Post Script
26 September 2000
Whew. Was I fired up yesterday, or what? I actually talked to my mom about it for awhile last night – mostly about my brother etc. We think he’s going to break up with his girlfriend and I know we’re both secretly giggling with glee. She’s okay and all, but she’s not the right one for him. I think he’s finally starting to get that. Thank. God.

Also, in re-reading my entry with a clearer head I noticed I sound really angry at my dad. And I guess, inside, I am. Angry. Hurt. Still licking the wounds of his betrayal.

But I still love him so much it makes me light-headed. My dad. My dad my dad my dad my dad my dad. He’s smart, and funny, and handsome. You should see the way women his age look at him, y’all. And some younger.

I accompanied him to his 40th high school reunion back in June. What an enlightening experience that was.
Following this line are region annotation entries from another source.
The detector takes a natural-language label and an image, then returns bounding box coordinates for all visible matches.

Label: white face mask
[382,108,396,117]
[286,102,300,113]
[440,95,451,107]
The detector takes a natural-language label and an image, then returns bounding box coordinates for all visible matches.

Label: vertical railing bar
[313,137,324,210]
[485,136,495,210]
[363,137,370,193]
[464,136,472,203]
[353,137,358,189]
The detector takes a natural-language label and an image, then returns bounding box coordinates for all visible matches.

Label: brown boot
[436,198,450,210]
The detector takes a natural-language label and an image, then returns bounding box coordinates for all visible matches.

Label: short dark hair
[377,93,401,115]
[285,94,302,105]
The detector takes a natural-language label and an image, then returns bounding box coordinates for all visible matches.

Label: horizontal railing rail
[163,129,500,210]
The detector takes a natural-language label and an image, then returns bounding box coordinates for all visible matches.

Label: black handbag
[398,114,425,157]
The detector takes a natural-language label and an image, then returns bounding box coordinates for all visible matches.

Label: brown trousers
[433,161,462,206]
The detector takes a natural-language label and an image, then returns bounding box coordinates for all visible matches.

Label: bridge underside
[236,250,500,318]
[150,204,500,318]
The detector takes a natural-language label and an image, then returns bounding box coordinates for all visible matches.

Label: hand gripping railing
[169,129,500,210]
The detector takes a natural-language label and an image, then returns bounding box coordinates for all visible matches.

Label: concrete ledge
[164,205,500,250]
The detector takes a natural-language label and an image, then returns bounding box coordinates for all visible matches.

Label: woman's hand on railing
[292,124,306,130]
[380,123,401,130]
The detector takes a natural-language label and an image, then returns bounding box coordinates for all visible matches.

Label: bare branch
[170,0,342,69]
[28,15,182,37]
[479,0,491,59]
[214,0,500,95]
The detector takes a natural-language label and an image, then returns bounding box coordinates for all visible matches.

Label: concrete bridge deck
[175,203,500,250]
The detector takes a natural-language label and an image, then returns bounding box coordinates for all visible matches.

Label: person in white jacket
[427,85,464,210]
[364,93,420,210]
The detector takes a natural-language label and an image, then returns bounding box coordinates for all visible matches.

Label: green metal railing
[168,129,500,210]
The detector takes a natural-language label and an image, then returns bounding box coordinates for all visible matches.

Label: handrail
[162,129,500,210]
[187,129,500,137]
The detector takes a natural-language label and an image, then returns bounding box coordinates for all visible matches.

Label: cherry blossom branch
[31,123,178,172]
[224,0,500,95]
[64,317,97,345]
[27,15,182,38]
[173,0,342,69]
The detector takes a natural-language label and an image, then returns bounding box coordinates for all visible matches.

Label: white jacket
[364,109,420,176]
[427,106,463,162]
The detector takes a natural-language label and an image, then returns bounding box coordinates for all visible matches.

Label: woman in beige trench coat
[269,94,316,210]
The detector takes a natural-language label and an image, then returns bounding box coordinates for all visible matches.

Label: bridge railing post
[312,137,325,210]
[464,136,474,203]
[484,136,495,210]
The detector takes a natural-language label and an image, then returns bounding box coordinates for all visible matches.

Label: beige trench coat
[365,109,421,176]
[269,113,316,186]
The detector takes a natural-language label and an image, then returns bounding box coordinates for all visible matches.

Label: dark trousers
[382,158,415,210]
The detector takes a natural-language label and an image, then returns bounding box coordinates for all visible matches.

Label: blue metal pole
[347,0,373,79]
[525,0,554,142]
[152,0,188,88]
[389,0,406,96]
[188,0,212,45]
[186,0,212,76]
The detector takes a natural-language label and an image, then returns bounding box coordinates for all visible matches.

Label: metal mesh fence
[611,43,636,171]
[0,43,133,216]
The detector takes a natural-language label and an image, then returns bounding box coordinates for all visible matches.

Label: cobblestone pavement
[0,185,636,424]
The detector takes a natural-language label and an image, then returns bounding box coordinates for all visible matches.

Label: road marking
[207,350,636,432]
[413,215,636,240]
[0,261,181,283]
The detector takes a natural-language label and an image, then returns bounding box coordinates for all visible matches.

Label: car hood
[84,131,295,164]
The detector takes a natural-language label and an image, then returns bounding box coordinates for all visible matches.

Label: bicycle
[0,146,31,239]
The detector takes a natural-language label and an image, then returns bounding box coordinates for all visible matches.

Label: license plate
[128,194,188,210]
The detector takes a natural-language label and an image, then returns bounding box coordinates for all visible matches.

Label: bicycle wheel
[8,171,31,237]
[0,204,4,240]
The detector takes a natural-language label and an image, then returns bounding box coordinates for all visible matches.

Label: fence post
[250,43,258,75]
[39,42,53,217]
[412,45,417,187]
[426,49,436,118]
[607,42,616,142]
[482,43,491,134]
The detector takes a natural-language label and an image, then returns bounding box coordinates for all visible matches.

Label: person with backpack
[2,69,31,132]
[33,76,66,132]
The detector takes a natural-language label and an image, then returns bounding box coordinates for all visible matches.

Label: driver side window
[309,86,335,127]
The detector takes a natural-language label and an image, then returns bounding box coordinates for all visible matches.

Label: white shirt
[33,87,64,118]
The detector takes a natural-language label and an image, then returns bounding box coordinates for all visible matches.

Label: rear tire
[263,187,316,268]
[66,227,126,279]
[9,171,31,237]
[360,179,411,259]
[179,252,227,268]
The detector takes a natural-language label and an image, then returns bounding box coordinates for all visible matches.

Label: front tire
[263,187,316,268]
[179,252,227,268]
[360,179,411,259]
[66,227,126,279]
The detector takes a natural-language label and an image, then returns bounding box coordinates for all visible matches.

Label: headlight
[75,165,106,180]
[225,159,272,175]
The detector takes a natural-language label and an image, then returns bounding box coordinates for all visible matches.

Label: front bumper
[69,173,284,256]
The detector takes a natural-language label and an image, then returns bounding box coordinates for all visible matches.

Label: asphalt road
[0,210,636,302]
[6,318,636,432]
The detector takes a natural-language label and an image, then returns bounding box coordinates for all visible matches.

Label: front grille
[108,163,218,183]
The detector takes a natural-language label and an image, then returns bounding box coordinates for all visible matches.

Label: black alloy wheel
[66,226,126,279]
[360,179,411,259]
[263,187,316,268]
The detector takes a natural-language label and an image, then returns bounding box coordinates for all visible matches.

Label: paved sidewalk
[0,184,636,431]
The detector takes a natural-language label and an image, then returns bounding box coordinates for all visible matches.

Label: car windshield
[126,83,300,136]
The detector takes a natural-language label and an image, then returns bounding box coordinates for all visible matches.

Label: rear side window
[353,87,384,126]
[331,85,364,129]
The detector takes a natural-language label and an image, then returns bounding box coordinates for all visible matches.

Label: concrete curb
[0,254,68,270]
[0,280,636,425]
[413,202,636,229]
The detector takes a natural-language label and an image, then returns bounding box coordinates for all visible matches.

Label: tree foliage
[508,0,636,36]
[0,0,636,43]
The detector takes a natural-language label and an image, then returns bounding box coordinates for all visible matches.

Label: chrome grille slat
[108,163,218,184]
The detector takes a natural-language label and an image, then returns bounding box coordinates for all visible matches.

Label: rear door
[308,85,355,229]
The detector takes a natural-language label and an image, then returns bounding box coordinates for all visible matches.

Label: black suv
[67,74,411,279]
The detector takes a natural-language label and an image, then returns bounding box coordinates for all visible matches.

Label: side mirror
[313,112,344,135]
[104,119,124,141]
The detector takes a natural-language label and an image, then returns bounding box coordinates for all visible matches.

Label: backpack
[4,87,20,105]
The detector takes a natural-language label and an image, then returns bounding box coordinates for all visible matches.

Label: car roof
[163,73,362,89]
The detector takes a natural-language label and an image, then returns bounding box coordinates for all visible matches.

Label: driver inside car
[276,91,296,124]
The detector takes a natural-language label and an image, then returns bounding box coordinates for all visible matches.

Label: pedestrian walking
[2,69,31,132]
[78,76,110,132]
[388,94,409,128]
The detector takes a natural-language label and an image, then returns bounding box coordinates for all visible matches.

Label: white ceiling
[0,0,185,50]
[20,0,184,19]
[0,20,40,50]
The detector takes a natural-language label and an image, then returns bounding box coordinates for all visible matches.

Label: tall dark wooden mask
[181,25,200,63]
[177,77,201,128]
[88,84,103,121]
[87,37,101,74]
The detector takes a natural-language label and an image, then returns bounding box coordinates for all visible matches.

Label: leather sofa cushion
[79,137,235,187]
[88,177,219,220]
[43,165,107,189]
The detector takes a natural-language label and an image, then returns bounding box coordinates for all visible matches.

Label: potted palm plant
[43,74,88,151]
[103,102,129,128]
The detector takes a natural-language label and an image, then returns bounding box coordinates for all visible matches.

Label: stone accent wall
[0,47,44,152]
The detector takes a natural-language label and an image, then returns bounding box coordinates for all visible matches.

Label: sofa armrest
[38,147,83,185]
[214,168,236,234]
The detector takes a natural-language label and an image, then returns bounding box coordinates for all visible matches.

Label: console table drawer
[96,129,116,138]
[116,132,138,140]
He grew up in a speck of a mid-western town, so his class only had about 35 graduating seniors; about 18 showed up to the reunion. My dad looked at least five years younger than all of them. At least. I heard stories and saw him interact with people in a way I never expected. They revered him. It was weird. He was the doctor’s son. (Notice I said the.) A classmate, a goofy looking guy named Teddy – a friend my dad learned to fly with - told me my dad and uncles always had the best toys. There was still a twinge of jealousy in his voice when he said it.

But that’s not my point.

My dad.

When he first moved out I didn’t talk to him for months. He’d call and I’d refuse to take the phone; he’d come over to get my brother and even though I’d hear the pain in his voice wafting over the balcony, I wouldn’t come down. T told me years later that whenever she spent the night I told her he was out of town on business. I have no memory of that lie at all.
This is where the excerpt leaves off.